1. Create a new Hadoop cluster metadata definition
- Ensure that the Integration perspective is selected.
- In the Project Repository, expand Metadata, right-click Hadoop Cluster, and click Create Hadoop Cluster to open the wizard.
- In the Name field of the Hadoop Cluster Connection wizard, type MyHadoopCluster. In the Purpose field, type Cluster connection metadata, and in the Description field, type Metadata to connect to a Cloudera CDH 5.4 cluster, and click Next.
The Hadoop Configuration Import wizard opens.
2. Select the automatic configuration method
- In the Distribution list of the Hadoop Configuration Import wizard, select Cloudera, and in the Version list, select 4(YARN mode).
There are different ways to create Hadoop cluster metadata:
– Automatic configuration by retrieving the configuration from Ambari or from Cloudera Manager
– Automatic configuration by importing the configuration from the Hadoop configuration files
– Manual configuration
- To select the automatic configuration method, in the Option panel, select Retrieve configuration from Ambari or Cloudera, and click Next.
3. Connect to the Cloudera Manager
The Cloudera Manager is an end-to-end application for managing Cloudera CDH clusters. To retrieve the connection information and create the corresponding metadata, you will connect to the Cloudera Manager.

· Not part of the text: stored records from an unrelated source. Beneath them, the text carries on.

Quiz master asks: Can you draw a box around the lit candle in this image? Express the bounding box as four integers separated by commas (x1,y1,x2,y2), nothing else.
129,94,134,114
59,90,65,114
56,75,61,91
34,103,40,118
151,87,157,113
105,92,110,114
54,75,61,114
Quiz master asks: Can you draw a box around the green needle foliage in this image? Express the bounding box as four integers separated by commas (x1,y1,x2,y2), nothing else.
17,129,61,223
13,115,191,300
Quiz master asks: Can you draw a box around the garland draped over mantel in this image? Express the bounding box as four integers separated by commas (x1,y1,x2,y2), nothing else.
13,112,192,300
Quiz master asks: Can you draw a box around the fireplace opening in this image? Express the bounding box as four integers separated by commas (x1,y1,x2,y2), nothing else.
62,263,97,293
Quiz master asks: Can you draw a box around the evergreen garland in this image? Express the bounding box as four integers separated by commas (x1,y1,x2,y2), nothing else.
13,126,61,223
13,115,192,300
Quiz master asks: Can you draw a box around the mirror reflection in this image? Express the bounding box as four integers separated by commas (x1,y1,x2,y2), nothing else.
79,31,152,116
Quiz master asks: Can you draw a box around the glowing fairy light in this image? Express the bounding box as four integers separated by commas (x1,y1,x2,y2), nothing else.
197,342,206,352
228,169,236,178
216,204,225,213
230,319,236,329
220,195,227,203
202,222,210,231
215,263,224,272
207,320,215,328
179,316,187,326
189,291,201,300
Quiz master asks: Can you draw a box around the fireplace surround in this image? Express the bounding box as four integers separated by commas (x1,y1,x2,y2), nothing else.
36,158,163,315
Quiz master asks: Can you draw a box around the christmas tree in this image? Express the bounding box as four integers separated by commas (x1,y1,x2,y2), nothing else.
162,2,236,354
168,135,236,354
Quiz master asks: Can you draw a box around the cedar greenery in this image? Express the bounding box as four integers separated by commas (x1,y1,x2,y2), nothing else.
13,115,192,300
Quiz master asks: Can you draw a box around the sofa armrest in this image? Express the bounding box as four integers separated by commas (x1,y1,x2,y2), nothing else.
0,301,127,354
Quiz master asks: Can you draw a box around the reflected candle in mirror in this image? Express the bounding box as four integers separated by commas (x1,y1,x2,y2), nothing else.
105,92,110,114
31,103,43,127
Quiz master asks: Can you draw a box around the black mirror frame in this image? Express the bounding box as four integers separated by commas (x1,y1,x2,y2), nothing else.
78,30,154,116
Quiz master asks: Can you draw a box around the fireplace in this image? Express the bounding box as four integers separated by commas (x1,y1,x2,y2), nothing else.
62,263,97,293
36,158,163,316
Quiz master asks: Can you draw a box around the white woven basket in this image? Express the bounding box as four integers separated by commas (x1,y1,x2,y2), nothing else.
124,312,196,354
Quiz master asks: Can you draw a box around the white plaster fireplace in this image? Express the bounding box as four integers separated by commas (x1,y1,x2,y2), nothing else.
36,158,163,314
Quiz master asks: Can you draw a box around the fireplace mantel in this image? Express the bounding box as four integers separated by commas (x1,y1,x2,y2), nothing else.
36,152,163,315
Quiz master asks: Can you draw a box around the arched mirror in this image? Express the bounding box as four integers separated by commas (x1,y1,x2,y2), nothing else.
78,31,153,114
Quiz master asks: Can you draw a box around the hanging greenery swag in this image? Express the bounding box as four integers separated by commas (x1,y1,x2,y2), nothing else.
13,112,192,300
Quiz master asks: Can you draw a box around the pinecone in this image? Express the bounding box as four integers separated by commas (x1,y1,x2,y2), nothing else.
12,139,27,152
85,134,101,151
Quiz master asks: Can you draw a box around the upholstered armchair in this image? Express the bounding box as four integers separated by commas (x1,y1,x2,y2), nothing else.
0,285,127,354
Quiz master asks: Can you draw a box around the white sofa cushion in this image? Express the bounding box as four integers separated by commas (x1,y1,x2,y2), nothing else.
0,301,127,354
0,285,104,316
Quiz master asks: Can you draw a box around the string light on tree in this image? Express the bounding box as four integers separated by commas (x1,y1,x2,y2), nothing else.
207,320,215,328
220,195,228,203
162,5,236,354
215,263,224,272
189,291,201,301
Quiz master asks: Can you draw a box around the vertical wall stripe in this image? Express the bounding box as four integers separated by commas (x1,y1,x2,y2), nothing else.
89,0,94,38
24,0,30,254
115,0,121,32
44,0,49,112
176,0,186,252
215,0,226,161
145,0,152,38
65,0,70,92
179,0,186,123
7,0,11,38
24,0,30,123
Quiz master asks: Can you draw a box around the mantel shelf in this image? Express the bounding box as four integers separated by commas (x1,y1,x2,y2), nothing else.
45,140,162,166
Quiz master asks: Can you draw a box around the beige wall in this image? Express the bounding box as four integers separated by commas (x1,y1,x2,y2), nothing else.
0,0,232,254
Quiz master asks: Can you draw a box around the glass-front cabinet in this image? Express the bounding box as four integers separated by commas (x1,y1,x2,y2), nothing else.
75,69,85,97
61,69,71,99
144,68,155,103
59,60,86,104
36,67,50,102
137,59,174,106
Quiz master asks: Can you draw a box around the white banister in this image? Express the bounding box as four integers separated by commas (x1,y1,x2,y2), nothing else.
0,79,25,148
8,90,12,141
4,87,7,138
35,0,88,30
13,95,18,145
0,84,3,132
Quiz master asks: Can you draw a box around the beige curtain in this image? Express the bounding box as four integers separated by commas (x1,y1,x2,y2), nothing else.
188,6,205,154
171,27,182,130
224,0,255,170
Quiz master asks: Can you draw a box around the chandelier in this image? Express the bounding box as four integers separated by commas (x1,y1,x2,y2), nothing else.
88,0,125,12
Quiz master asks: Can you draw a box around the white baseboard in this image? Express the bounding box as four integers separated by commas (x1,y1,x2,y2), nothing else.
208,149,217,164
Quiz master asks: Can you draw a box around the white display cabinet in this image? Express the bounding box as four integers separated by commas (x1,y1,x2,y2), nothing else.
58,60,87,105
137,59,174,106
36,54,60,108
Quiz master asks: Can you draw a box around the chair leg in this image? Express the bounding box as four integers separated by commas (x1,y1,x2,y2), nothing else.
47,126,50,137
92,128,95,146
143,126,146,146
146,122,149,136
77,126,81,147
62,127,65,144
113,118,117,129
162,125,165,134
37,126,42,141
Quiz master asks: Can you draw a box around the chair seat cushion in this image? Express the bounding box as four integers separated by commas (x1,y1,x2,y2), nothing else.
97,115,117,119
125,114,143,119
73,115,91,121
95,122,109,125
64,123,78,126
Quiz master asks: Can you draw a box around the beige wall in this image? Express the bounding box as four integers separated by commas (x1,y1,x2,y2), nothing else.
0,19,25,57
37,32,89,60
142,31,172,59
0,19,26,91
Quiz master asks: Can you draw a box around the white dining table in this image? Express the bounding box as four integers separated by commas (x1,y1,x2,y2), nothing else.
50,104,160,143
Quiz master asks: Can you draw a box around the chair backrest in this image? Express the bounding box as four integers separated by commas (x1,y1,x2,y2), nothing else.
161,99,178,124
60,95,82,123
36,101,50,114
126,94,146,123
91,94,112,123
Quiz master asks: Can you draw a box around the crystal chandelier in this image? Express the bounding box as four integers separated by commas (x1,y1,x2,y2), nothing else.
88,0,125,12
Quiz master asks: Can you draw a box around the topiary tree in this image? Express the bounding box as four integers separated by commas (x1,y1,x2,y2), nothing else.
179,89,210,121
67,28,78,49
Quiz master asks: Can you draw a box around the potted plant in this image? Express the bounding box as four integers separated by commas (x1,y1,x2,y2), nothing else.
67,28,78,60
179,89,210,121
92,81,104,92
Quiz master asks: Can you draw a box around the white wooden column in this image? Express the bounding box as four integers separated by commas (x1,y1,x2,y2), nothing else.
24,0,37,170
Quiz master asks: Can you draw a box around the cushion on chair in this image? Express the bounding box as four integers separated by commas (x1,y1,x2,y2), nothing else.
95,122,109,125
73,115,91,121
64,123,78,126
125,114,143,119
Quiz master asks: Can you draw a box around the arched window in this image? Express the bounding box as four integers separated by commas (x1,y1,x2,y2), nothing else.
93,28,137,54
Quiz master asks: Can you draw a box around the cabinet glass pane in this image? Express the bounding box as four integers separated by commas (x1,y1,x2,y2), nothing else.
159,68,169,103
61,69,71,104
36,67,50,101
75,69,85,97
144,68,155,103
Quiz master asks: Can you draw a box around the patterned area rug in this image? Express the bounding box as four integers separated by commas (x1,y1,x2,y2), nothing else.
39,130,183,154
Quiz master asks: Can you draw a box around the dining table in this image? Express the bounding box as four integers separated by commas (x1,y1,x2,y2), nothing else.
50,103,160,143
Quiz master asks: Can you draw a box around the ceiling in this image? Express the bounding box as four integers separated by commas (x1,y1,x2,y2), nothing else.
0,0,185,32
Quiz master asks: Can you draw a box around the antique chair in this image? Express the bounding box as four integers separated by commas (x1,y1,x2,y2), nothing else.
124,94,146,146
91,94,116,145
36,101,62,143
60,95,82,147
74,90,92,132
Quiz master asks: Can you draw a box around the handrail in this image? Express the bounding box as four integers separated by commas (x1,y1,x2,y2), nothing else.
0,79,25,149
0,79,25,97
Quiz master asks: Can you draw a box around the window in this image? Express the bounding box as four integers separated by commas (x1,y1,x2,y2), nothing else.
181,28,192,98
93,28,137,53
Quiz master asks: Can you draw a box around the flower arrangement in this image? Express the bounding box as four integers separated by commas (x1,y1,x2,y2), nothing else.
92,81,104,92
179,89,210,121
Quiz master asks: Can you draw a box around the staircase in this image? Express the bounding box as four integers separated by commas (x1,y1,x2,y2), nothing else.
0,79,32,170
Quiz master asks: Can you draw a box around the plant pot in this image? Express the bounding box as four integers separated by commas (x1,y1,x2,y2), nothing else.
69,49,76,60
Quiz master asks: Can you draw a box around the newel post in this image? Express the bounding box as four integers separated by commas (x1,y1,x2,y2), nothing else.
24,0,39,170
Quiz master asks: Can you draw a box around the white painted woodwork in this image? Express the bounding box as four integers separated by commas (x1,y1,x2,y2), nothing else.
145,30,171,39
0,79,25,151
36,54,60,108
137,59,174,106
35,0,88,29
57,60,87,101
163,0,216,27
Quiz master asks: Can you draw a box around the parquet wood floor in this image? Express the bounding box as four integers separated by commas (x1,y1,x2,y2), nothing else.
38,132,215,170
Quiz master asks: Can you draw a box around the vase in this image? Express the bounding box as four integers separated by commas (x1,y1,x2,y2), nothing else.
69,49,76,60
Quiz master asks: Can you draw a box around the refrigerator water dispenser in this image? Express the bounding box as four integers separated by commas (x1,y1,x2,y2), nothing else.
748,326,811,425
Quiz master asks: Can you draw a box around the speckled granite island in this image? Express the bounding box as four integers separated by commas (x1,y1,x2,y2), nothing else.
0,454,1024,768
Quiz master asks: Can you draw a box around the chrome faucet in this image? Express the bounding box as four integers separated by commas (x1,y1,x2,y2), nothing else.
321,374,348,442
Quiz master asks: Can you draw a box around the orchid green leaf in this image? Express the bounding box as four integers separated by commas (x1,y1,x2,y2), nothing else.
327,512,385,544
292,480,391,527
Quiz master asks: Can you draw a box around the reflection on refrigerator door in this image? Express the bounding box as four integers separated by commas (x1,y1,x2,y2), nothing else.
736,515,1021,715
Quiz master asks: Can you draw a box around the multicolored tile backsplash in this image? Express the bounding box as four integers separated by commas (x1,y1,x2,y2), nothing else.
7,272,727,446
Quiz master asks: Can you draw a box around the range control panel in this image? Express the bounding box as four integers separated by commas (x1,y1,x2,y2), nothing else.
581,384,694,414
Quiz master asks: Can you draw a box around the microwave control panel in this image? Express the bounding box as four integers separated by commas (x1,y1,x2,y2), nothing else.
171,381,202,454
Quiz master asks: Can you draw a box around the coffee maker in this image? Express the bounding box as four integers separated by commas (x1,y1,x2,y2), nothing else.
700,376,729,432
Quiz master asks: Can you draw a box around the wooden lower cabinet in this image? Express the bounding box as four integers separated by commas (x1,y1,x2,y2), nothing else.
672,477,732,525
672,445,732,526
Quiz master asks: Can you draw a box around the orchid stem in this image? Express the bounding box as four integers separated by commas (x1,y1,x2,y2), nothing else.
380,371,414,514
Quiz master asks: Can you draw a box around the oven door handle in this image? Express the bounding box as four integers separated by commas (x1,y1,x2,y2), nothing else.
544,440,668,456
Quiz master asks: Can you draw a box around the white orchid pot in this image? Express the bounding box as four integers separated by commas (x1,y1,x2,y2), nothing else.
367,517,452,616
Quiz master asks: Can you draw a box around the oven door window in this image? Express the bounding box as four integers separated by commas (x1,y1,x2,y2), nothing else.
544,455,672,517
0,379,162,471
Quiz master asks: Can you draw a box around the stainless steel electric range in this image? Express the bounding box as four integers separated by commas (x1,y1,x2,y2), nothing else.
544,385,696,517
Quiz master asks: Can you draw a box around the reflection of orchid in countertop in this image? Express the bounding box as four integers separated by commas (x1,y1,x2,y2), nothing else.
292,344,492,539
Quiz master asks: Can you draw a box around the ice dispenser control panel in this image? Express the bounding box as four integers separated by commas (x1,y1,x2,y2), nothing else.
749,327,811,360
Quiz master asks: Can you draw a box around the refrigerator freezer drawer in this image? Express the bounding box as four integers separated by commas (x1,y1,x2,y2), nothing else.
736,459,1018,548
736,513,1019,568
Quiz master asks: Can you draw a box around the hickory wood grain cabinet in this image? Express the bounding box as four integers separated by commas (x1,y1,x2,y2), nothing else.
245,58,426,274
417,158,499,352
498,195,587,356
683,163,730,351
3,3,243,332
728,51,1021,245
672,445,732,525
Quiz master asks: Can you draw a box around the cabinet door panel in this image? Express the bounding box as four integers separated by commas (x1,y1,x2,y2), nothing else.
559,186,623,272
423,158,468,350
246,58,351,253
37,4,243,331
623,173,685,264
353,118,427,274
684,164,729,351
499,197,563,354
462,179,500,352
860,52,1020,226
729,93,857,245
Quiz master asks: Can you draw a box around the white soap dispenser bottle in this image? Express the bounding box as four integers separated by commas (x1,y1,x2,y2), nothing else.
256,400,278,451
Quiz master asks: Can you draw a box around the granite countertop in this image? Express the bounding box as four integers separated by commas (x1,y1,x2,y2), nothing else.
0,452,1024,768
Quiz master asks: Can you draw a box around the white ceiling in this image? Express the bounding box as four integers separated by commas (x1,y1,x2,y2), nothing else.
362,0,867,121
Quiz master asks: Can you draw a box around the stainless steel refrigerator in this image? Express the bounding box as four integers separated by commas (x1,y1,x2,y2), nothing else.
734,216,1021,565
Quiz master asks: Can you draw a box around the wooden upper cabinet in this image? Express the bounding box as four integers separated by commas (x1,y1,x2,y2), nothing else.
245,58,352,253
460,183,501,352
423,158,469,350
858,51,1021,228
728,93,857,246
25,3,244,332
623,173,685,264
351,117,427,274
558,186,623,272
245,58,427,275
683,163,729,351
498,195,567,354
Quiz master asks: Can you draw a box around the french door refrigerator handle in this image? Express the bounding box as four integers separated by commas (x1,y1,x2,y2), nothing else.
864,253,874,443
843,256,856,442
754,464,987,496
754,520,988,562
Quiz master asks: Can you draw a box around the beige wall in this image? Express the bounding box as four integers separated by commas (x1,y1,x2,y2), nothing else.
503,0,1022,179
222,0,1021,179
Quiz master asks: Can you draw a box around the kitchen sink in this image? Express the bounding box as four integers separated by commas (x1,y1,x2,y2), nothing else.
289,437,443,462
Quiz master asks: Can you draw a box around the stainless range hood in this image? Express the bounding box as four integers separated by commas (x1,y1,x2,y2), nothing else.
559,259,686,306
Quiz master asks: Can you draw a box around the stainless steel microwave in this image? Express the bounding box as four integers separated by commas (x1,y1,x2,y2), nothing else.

- To connect to the Cloudera Manager, enter the Cloudera Manager credentials. In the Manager URI (with port) box, type http://clusterCDH54:7180. In the Username and Password boxes, type admin and click Connect.
The cluster named Cluster 1 appears in the Discovered clusters list.
- To retrieve the discovered cluster configuration, click Fetch.
The wizard detects configuration files and lists the corresponding services. In this tutorial, we will keep the default configuration and create metadata definitions for YARN, HDFS, Hive and HBase. The definition for Spark is not available.
- To import the configuration to the Hadoop cluster metadata created, click Finish.
4. Create metadata corresponding to the listed services except Spark
- In the authentication panel of the Hadoop Cluster Connection wizard, type the username as student, and click Check Services. The Checking Hadoop Services window opens. The Namenode and Resource Manager status is 100%.
- Close the Checking Hadoop Services window. To close the Hadoop Cluster Connection wizard and create the metadata, click Finish.
5. Inspect the metadata created in the Repository
- In the Repository, expand Hadoop Cluster.
The metadata definitions are now available.
- Expand the main definition named MyHadoopCluster, which corresponds to the YARN service. Expand HBase, HDFS, and Hive.
The metadata definitions are now ready to be used in a Talend Job.